AGRAVO EM RECURSO DE REVISTA EM FACE DE DECISÃO PUBLICADA NA VIGÊNCIA DA LEI Nº 13.015/2014. ADMINISTRAÇÃO PÚBLICA. RESPONSABILIDADE SUBSIDIÁRIA. CONTRATO DE PRESTAÇÃO DE SERVIÇOS. LICITAÇÃO. DECISÃO PROFERIDA PELO SUPREMO TRIBUNAL FEDERAL NO RE 760.931. REPERCUSSÃO GERAL. SÚMULA Nº 331, IV E V, DO TST. RATIO DECIDENDI. No julgamento do RE 760.931, o Supremo Tribunal Federal firmou a seguinte tese, com repercussão geral: "O inadimplemento dos encargos trabalhistas dos empregados do contratado não transfere automaticamente ao Poder Público contratante a responsabilidade pelo seu pagamento, seja em caráter solidário ou subsidiário, nos termos do art. 71, § 1º, da Lei nº 8.666/93". É certo, porém, que no sistema de precedentes de força vinculante, o trabalho do julgador não se limita a reproduzir a decisão, como se estivesse exercendo atividade meramente burocrática. A tarefa é mais profunda. É preciso extrair, com precisão, a essência do julgado, além de analisar, caso a caso, se a situação concreta a ele se amolda ou se há distinção que justifique outra solução a ser adotada. Quanto ao tema em discussão, a tese fixada não é suficiente para externar, com precisão, a decisão da Corte Suprema, já que enuncia, de forma genérica, a impossibilidade de condenação automática do ente público, e não é esse o conteúdo da Súmula nº 331, V, do TST, que norteava a jurisdição trabalhista. Nesse contexto, depreende-se que a ratio decidendi da decisão proferida pelo STF no julgamento do RE 760.931 é: a condenação subsidiária do ente público tomador de serviços, em relação às empresas contratadas por meio de licitação, depende de prova robusta e inequívoca da ausência sistemática de fiscalização, quanto ao cumprimento das obrigações trabalhistas pela prestadora, ônus que incumbe ao empregado. No caso, considerando que o quadro fático delineado na decisão regional não evidencia essa prova, deve ser mantida a decisão que excluiu a responsabilidade trabalhista subsidiária. Agravo conhecido e não provido.

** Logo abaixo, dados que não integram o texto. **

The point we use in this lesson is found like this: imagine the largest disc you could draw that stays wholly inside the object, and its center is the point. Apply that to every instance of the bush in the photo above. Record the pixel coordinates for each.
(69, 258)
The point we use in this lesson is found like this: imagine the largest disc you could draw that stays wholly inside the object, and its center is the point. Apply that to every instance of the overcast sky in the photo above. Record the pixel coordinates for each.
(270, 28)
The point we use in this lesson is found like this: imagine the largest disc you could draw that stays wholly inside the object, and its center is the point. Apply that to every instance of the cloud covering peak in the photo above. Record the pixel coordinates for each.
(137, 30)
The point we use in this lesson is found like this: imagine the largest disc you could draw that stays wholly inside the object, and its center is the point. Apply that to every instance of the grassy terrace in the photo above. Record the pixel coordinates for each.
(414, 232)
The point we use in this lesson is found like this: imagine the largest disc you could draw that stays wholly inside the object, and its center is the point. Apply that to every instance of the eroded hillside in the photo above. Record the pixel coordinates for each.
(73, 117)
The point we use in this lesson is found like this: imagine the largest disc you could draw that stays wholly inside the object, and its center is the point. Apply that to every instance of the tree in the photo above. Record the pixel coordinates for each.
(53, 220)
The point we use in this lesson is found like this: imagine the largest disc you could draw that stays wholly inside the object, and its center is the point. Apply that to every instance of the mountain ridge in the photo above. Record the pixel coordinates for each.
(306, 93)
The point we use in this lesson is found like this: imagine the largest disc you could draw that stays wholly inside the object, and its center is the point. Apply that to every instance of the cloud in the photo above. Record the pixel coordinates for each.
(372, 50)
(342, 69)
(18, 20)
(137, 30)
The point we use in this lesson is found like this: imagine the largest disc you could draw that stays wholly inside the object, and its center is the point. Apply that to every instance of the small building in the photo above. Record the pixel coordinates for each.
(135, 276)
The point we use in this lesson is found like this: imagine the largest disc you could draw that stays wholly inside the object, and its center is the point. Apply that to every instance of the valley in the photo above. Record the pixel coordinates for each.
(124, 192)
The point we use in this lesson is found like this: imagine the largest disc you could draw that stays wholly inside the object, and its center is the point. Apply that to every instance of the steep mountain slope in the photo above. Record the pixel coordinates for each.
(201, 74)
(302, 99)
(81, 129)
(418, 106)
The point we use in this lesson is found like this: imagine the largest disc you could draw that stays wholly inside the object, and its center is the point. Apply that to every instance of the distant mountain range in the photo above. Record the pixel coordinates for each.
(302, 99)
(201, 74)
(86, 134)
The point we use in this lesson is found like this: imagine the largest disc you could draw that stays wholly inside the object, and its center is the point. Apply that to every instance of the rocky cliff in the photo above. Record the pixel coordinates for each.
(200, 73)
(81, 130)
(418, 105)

Vistos, relatados e discutidos estes autos de Agravo em Recurso de Revista nº TST-Ag-RR-11218-22.2014.5.01.0021, em que é Agravante SILVÂNIA FREITAS RODRIGUES e Agravado MUNICÍPIO DO RIO DE JANEIRO e VPAR LOCAÇÃO DE MÃO DE OBRA E SERVIÇOS LTDA..

A parte autora, não se conformando com a decisão unipessoal às fls. 546/562, interpõe o presente agravo.

É o relatório.

V O T O

CONHECIMENTO

Presentes os pressupostos legais de admissibilidade, conheço do agravo.

MÉRITO

ADMINISTRAÇÃO PÚBLICA - RESPONSABILIDADE SUBSIDIÁRIA - CONTRATO DE PRESTAÇÃO DE SERVIÇOS - LICITAÇÃO - DECISÃO PROFERIDA PELO SUPREMO TRIBUNAL FEDERAL NO RE 760.931 - REPERCUSSÃO GERAL - SÚMULA Nº 331, IV E V, DO TST - RATIO DECIDENDI

A parte autora se insurge contra a decisão unipessoal quanto ao tema em epígrafe. Alega que foi comprovada a ausência de fiscalização do contrato.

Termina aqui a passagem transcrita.